Blackpool's piers on world monument 'at risk' list

North Pier Image copyright Google
Image caption The Grade II-listed North Pier was badly damaged by a storm in 2013

Blackpool's three piers have been included on a list of "cherished" worldwide monuments under threat.

They feature alongside sites in Peru, Nigeria and New York on the 2018 World Monuments Watch list.

The World Monuments Fund said the 19th Century piers were under threat from rising sea levels and extreme weather.

Blackpool Council has had long-standing concerns regarding the structures and said it was delighted with the recognition.

Image caption The Big Wheel was first installed on Central Pier in 1990

Council leader Simon Blackburn said the piers were "key flagships" for the town and described the list as a "call to action" which could offer "real opportunities for dialogue" with the government.

He said the authority would now work on an action plan with the World Monuments Fund to "highlight serious issues and bring people back to the piers".

Image caption The National Piers Society estimates some 20% of piers are currently "at risk" of being lost

"We need to ensure that through local and international collaboration they remain significant features of the town to be enjoyed by future generations," he added.
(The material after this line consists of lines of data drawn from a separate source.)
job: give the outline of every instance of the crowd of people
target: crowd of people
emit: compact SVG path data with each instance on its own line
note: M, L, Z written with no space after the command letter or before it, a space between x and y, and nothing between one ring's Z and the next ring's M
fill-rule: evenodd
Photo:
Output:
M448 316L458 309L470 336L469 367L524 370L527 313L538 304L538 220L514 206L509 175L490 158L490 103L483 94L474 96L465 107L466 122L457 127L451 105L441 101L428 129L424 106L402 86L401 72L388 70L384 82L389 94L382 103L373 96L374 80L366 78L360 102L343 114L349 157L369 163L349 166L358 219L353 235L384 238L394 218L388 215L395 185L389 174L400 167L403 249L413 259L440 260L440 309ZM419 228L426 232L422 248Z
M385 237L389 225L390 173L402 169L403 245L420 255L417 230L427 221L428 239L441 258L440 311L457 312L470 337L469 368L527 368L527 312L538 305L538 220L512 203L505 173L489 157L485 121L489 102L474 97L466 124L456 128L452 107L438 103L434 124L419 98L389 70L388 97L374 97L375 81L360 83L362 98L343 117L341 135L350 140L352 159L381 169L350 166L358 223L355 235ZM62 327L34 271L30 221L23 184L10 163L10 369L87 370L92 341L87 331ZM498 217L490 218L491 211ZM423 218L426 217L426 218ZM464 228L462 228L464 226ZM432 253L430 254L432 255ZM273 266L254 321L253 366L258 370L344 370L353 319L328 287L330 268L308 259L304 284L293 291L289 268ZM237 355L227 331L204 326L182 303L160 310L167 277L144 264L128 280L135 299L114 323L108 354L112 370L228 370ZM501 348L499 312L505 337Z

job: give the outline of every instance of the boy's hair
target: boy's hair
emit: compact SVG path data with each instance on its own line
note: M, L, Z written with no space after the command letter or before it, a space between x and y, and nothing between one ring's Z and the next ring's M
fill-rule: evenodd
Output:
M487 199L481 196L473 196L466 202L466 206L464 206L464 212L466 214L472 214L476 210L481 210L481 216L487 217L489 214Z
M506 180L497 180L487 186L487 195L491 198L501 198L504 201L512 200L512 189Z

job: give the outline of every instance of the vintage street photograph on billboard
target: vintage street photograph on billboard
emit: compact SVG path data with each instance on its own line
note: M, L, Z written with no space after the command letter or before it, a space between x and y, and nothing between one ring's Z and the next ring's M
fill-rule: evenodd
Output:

Joan Humble, chairman of Blackpool Civic Trust said there were particular concerns about the future of the Grade II-listed North Pier, which suffered substantial storm damage in 2013.

"We have to begin talking about what the future of our piers is for the next 100 years and how we protect them," he said.

Blackpool's piers

Image copyright Google
  • Opening in 1863, North Pier is the oldest remaining example of a pier designed by celebrated seaside architect Eugenius Birch
  • Central Pier followed in 1868. A 33m-high (108ft) Ferris wheel known as the Big Wheel was installed in 1990
  • South Pier, originally called Victoria Pier, is the youngest of the three structures, and opened in 1893

The National Piers Society estimates some 20% of piers are currently "at risk" of being lost.

It said many coastal towns that have lost their piers "have struggled to maintain their identity as seaside resorts".

Chairman Tim Wardley said the news was an "opportunity" for Blackpool "to lead the way" in helping to preserve other piers across the country.